On The Walker-Fills-The-Wetlands Issue, Group Smells A Rat

As Gov. Scott Walker moves to allow wetlands development in Wisconsin without a permit, River Alliance of Wisconsin weighs in.


Anonymous said...

I have examined of this project area with google earth, google maps street view and usgs topo maps and would not classify it as a wet land from this. There may be some minor wetter areas that are noticeable only under close scrutiny and imaginative definitions of wetlands but there are no obvious wetland habitats or adjacent water way.

The expansion of the public trust doctrine (that part of the Wisconsin constitution pertaining to navigable waterways) to the adjacent wetlands would not seem to apply in this case. As is often the case, someone is blowing something completely out of proportion to expand their own power and authority. Hopefully Walker can straighten this one out.

I would, of course, appreciate any links to data as to what part of this area is classified as a wetland
To find it on google earth copy and paste 44.507022, -88.07866 into the search box.

Anonymous said...

In your own post

you link a report

which includes this statement
” Bergstrom’s attorney, Paul Kent of Madison, said the state Department of Natural Resources has approved the project but environmentalists oppose it.”

It would appear that your criticism of this project would be better directed to the DNR approval before Walker was even governor.

James Rowen said...

The DNR permit is under review because the Wisconsin Wetlands Association filed a challenge. That is part of the current legally-established permitting process. Walker wants through legislation just for this casw to terminate the appeal.

Anonymous said...

Here is a good news article on the project

I see a definite lack of water within the “wetland” area. Considering the small size and location, the claims that “the parcel in question is critical for wildlife habitat, water quality and flood abatement” seems a bit ludicrous. The developer also had plans to create 4 acres of wetlands elsewhere to offset using this 1.6 acre parcel .

I am going to have to agree with Walker about putting more power into the hands of elected officials who are directly accountable to the public. Environmental groups and supposed natural resource specialists are quickly losing their credibility by blowing issues like this out of proportion and they apparently need the type of oversight and control offered by Walker.

Anonymous said...

To the first Anon....

The DNR has interactive websites as well to help aid and locate delineated wetlands here:

Anonymous said...

Thanks for that link to the DNR wetland site. I checked it out and noticed that next to the area in question there is a neighborhood of houses also classified as wetlands (albeit filled wetlands). It would appear that not all wetlands are considered equal. When I imagine a wetland I think of things like cattails and frogs, not just poorly drained soil. The main rational for including wetlands under the public trust doctrine was for the filtering effect adjacent to navigable waterways which certainly would not apply here. It could be argued that every acre, perhaps every square foot, whether bare rock or water and everything in between is a unique habitat which some organism has adapted to and thrives on.

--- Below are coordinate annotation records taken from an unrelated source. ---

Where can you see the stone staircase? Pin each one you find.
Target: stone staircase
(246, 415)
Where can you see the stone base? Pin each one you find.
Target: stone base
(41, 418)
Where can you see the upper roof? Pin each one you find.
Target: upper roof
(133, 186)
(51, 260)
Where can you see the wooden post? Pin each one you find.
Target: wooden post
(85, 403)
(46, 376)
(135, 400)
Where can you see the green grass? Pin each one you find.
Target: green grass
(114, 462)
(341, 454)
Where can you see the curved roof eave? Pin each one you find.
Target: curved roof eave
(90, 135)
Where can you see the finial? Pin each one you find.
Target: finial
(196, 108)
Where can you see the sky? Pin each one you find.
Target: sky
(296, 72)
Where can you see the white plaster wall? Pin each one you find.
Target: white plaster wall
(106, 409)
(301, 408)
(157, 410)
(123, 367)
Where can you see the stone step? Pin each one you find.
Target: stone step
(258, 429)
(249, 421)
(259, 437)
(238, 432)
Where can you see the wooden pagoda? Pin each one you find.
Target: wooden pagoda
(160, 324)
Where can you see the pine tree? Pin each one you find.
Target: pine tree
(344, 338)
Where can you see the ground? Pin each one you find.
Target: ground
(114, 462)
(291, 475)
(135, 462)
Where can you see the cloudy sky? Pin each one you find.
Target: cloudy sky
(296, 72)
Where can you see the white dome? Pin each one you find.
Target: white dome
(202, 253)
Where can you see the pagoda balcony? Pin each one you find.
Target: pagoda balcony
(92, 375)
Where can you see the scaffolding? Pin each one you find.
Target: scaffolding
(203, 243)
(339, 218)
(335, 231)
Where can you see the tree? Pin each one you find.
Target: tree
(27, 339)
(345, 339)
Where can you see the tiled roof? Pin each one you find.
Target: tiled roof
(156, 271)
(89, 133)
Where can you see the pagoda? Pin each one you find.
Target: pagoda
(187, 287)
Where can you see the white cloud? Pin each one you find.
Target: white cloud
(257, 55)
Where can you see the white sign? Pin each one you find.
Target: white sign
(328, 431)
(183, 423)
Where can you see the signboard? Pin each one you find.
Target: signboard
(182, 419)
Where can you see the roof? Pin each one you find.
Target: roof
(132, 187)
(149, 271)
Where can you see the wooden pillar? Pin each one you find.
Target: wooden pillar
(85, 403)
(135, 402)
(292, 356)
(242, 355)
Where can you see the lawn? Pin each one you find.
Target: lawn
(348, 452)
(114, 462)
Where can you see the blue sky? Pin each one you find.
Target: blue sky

If there is no real (that is measurable or observable) public harm by developing a poorly drained soil area (wetland) then the landowner’s rights to develop that property should prevail, even if some other group that never went through the time and trouble to actually purchase and pay taxes on the land would prefer it be used for something else.

Anonymous said...

What sucker would buy a property in an area with poorly drained soil? What bank would finance a house in this former swamp? Is flood insurance going to be required?